She added: “We have a habit of reacting to threats after they occur, rather than preparing for them, or of ignoring voices of reason that warn of impending problems only to scramble into action when they occur.”

Ransomware scam pipeline

Similarly, the growing threat of ransomware and the shift therein to higher profile targets and the size of demands, as exemplified by the attack on Colonial Pipeline last year, was also predictable.

Zetter said: “Colonial Pipeline was a watershed moment, but if anyone was surprised by the attack they shouldn’t have been because it was entirely predictable when Stuxnet was discovered in 2010 – it shone a light on vulnerabilities and critical infrastructure... the security community largely had focused on IT networks until then.”

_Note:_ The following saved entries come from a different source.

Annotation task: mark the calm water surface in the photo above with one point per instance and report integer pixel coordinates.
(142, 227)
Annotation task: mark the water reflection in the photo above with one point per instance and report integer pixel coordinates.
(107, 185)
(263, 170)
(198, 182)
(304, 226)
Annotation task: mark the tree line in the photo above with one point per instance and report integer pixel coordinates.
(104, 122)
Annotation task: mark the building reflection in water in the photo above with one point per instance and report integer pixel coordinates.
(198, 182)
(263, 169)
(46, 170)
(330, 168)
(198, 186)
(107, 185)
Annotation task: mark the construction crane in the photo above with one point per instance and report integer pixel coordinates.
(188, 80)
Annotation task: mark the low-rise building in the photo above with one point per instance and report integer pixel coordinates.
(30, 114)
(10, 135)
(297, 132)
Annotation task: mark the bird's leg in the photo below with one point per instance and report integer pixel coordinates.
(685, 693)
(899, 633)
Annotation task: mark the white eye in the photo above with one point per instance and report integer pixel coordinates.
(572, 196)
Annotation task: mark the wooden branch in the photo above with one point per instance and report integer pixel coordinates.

Colonial Pipeline’s CEO told lawmakers on Capitol Hill months later that although it did have an emergency response plan, that response plan didn’t include ransomware – even though ransomware attackers had been targeting critical infrastructure since 2015.

So, the signs were there if Colonial Pipeline had looked, Zetter said, adding that she didn’t want to beat up on the organization – not least because many critical sector organizations remained just as vulnerable.

Plus ça change

“There’s nothing substantially different today about how hackers run their criminal enterprises. They still organize in underground forums, they still operate as businesses in hierarchical structure, and they still make money – lots of it.

“The main difference is they’ve had more than a decade to perfect their operations and become more professional,” Zetter concluded.

“Now they offer salaried employment to their workers and even paid vacations. But they still bicker.

“They still double-cross one another and they still think law enforcement won’t catch them. And sometimes they’re right about that. So there’s very little that’s new under the sun,” the US cybersecurity reporter concluded.

Zetter’s keynote presentation was entitled 'Pre-Stuxnet, Post-Stuxnet: Everything Has Changed, Nothing Has Changed'.